Documentation

Behavior Packages, end to end.

Everything you need to know to author, install, and govern a Behavior Package on Joseki WrapperHub.

Concept

What is a Behavior Package?

A Behavior Package is a versioned bundle that captures everything about how an LLM should behave. Instead of copying prompts between repos and wiring up evals from scratch each time, you install a Behavior Package the same way you would an npm or PyPI dependency.

A package can be made up of any combination of these typed specs:

  • PromptSpec — system prompts, templates, examples
  • FineTuneSpec — training recipes and configs
  • EvalSpec — eval suites and benchmarks
  • SafetySpec — safety policies and guardrails
  • LicenseSpec — usage terms and attribution
  • InstallSpec — runtime setup and dependencies
  • EvidencePack — provenance and audit artifacts

Specs

What is PromptSpec?

A PromptSpec defines the system prompt, message templates, and example dialogues a model uses to produce consistent output. It is the smallest reusable unit on WrapperHub.

A PromptSpec includes:

  • System prompt with placeholders for runtime variables
  • Few-shot examples used at inference time
  • Compatible models and provider-specific overrides
  • Optional formatting and tool-call schemas

Specs

What is FineTuneSpec?

A FineTuneSpec is a portable training recipe. It encodes the dataset reference, hyperparameters, target base model(s), and the loss/eval signals used during training.

Because the recipe is portable, the same package can run on multiple providers (OpenAI fine-tuning API, Anthropic, your own cluster) and produce reproducible results.

Specs

What is EvalSpec?

An EvalSpec is a runnable bundle of evaluation cases. It captures inputs, expected behaviors, judging rubrics (heuristic or model-as-judge), and the reproducibility seed.

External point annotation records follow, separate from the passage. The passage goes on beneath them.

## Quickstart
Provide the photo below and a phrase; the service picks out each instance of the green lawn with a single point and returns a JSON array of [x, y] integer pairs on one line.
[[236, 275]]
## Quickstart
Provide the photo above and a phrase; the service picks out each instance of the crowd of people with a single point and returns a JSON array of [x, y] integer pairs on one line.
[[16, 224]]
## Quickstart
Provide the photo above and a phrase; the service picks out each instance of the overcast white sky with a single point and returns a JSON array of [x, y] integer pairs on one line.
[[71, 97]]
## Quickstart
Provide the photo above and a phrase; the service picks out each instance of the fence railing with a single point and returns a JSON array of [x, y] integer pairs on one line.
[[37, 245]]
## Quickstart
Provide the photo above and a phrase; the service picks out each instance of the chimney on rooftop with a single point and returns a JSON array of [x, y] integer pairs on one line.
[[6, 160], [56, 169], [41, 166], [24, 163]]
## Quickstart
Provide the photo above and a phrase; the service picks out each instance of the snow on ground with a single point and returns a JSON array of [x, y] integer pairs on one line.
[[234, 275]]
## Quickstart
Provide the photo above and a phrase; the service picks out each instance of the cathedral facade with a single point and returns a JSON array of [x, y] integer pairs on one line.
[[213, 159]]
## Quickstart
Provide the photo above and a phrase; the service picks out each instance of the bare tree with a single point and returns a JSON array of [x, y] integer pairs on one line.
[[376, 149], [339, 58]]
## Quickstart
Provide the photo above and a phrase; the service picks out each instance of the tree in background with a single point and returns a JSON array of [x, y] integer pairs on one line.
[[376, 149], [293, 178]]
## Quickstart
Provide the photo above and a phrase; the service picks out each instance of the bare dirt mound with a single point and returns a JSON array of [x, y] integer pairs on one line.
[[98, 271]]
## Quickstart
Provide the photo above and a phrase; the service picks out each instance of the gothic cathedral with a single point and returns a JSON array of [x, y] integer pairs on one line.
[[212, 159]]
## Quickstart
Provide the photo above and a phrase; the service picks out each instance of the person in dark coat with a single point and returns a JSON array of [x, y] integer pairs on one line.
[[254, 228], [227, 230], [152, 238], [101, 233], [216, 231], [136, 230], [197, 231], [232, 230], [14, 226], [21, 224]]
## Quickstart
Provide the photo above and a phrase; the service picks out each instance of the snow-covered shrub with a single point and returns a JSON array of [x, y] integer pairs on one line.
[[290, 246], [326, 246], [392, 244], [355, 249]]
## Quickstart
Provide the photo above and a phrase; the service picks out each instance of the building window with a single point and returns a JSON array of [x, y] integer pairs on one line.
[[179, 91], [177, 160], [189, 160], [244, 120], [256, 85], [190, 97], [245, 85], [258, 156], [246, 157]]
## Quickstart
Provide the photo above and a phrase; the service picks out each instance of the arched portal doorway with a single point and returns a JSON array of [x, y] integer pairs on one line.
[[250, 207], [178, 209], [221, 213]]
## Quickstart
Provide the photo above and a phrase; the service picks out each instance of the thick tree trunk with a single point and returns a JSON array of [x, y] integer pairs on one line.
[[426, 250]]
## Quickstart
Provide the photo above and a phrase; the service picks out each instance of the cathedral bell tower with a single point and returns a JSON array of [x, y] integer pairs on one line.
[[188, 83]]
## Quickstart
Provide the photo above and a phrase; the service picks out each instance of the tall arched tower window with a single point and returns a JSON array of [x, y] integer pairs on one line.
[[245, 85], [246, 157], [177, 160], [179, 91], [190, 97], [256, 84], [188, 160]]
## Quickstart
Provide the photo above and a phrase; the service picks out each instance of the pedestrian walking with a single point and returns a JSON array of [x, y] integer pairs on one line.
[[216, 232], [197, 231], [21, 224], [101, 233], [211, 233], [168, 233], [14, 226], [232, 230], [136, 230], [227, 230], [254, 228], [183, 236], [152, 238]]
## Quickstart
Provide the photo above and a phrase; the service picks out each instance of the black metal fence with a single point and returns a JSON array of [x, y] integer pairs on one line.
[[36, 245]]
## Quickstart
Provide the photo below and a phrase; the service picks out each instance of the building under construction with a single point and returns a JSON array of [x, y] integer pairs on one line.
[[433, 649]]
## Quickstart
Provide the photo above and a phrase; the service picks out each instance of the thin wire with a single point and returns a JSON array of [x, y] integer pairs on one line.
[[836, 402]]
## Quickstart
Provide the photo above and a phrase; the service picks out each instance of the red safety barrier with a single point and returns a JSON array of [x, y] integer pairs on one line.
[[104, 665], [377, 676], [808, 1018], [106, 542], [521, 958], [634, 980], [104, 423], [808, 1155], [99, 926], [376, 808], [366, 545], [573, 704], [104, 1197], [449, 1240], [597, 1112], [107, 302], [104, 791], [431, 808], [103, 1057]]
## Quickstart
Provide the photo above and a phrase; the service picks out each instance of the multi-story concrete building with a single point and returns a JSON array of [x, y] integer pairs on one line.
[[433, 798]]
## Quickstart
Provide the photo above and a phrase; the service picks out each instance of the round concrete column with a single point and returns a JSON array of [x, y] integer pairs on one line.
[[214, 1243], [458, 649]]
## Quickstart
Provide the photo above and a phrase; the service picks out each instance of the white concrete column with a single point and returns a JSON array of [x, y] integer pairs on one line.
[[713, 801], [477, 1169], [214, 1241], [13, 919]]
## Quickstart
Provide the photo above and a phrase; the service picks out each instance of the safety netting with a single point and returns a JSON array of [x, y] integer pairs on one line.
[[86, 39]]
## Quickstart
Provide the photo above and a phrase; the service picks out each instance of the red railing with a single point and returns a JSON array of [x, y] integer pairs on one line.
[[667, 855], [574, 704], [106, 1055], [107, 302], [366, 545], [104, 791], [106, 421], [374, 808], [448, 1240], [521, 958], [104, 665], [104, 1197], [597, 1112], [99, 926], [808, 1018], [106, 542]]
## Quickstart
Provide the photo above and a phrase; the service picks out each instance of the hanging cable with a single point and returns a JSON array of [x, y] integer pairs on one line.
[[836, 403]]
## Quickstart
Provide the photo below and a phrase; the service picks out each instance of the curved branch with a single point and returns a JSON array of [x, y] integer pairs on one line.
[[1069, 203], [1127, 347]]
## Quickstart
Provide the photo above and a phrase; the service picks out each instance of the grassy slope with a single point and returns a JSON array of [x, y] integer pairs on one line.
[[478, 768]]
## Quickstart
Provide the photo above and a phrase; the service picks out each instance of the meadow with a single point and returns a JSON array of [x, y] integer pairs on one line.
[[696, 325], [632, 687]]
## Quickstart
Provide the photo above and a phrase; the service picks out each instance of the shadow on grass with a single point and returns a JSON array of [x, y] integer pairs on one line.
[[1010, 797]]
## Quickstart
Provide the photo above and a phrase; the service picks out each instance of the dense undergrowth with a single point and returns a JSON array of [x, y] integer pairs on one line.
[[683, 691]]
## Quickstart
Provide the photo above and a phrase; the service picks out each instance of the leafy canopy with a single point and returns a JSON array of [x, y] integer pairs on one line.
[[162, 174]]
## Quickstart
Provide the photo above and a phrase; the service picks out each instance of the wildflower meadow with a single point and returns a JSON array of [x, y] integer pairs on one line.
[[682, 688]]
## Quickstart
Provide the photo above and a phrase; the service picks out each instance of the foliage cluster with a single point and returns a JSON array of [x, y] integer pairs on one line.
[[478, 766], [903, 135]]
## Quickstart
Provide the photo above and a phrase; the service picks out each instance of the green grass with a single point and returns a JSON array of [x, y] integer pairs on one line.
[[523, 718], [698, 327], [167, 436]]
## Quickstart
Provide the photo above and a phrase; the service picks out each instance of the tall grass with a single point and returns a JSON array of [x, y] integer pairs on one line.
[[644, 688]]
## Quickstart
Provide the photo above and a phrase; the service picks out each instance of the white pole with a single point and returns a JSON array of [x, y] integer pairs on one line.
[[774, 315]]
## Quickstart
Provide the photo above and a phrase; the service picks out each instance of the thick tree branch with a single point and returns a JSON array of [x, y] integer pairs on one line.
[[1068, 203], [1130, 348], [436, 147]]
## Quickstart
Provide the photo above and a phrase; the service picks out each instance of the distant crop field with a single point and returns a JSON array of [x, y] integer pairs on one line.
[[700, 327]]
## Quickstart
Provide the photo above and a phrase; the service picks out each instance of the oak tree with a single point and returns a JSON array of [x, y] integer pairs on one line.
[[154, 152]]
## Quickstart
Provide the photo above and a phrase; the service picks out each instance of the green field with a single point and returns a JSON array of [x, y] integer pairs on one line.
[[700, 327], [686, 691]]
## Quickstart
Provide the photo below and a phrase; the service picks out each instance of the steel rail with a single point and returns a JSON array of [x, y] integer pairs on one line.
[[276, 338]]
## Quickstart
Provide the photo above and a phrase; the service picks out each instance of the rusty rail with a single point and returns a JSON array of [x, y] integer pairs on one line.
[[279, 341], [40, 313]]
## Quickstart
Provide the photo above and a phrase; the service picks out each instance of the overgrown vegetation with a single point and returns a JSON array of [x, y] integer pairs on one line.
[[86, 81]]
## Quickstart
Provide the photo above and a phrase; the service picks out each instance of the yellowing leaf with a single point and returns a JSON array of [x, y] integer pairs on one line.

EvalSpec is the foundation of Green-Badge QA — a package only earns a green badge when its evals pass against the listed compatible models.

Quality

What is Green-Badge QA?

Green-Badge QA is the quality signal shown next to every package. A green badge means a package has:

  • Passed every required eval at the published version
  • Cleared a prompt-injection and safety scan
  • A signed manifest and matching artifact hashes
  • A declared, machine-readable license

If any of those checks fails, the badge degrades to review or failing, and consumers see the difference at install time.

Reference

Example manifest

Every Behavior Package ships with a top-level manifest.yaml. The minimal form looks like:

manifest.yamlyaml
name: customer-support-classifier
version: 0.1.0
type: fine_tune_recipe
base_model: gpt-4.1-mini
evals:
  - label_accuracy
  - format_following
  - pii_leakage
safety:
  package_signing: required
  artifact_hashes: required
license: private-commercial

See the customer-support-classifier package for a working example.